The second round saw Taduran tweak his tactics slightly, changing from coming forward behind his southpaw left hand to using his right hook. Despite the change Salva still seemed to get the better of it, though Taduran certainly had some moments.
Taduran continued to press, intently, in round 3. Early in the round he paid for it, again, as Salva landed a number of big right hands, however Taduran just refused to back off. Instead of backing up and reconsidering his gameplan Taduran just continued to charge forward and and quickly pinned Salva on the ropes, working away, and hurting his man.
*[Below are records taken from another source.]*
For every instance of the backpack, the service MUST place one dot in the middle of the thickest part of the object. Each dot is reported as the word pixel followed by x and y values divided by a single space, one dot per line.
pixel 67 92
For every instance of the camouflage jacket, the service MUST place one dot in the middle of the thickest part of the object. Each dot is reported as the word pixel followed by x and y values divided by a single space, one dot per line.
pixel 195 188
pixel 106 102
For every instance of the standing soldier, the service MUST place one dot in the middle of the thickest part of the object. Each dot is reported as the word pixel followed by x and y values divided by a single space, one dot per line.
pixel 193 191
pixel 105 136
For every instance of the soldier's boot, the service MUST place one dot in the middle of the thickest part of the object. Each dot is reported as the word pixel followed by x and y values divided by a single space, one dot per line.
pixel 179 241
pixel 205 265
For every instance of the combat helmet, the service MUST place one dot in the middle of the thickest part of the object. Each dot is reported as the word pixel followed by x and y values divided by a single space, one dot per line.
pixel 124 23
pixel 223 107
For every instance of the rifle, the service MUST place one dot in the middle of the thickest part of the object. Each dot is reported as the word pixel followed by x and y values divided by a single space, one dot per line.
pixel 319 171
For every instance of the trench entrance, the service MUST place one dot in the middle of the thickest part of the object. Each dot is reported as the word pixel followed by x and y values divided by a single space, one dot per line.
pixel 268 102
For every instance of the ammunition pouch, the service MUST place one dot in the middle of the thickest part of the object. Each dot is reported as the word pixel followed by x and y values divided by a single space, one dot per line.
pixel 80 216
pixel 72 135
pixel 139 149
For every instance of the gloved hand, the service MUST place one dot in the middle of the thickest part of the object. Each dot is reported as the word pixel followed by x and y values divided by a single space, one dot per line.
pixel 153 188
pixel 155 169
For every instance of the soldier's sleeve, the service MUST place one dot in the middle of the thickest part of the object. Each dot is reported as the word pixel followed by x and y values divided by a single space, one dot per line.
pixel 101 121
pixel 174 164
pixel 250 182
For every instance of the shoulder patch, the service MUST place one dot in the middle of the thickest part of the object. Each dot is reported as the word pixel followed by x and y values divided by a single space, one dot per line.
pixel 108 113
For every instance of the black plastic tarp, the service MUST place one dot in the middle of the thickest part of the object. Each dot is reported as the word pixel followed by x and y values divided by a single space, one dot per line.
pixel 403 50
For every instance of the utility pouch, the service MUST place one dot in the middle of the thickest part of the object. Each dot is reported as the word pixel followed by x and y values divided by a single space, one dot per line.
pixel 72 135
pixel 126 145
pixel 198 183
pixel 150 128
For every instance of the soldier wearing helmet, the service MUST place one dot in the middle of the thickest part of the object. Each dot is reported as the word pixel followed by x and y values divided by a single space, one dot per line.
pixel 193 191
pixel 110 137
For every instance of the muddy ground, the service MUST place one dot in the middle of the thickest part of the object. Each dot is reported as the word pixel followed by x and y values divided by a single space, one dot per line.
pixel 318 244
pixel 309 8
Salva never really recovered and quickly put in survival mode whilst Taduran jumped on him, hunting the stoppage. To his credit Salva showed bravery and toughness, but Taduran just refused to give him space to breath. Some how, and we really don't know how, Salva made it to the bell to get a minutes rest.
That minute wasn't long enough and when the fight resumed in round 4 Taduran was again all over him, and forced Salva to resort to headbutting to try and survive. The headbutts were caught by the referee who took a point from Salva in round 4. That really didn't matter and Taduran continued to beat his man up to the bell.
Having taken 2 rounds of serious punishment and seemingly running on fumes Salva remained in his corner at the end of round 4, not coming out for the 5th.
With this win Taduran becomes the latest Filipino world champion whilst it's back to the drawing board for Salva, who lost his unbeaten record here, and took real damage. Salva is still young enough to bounce back, and is still very skilled, but needs to add a lot to his game if he's to reach the top. He also needs to hope this hasn't damaged long term, as it was pretty sustained damage for 6 minutes.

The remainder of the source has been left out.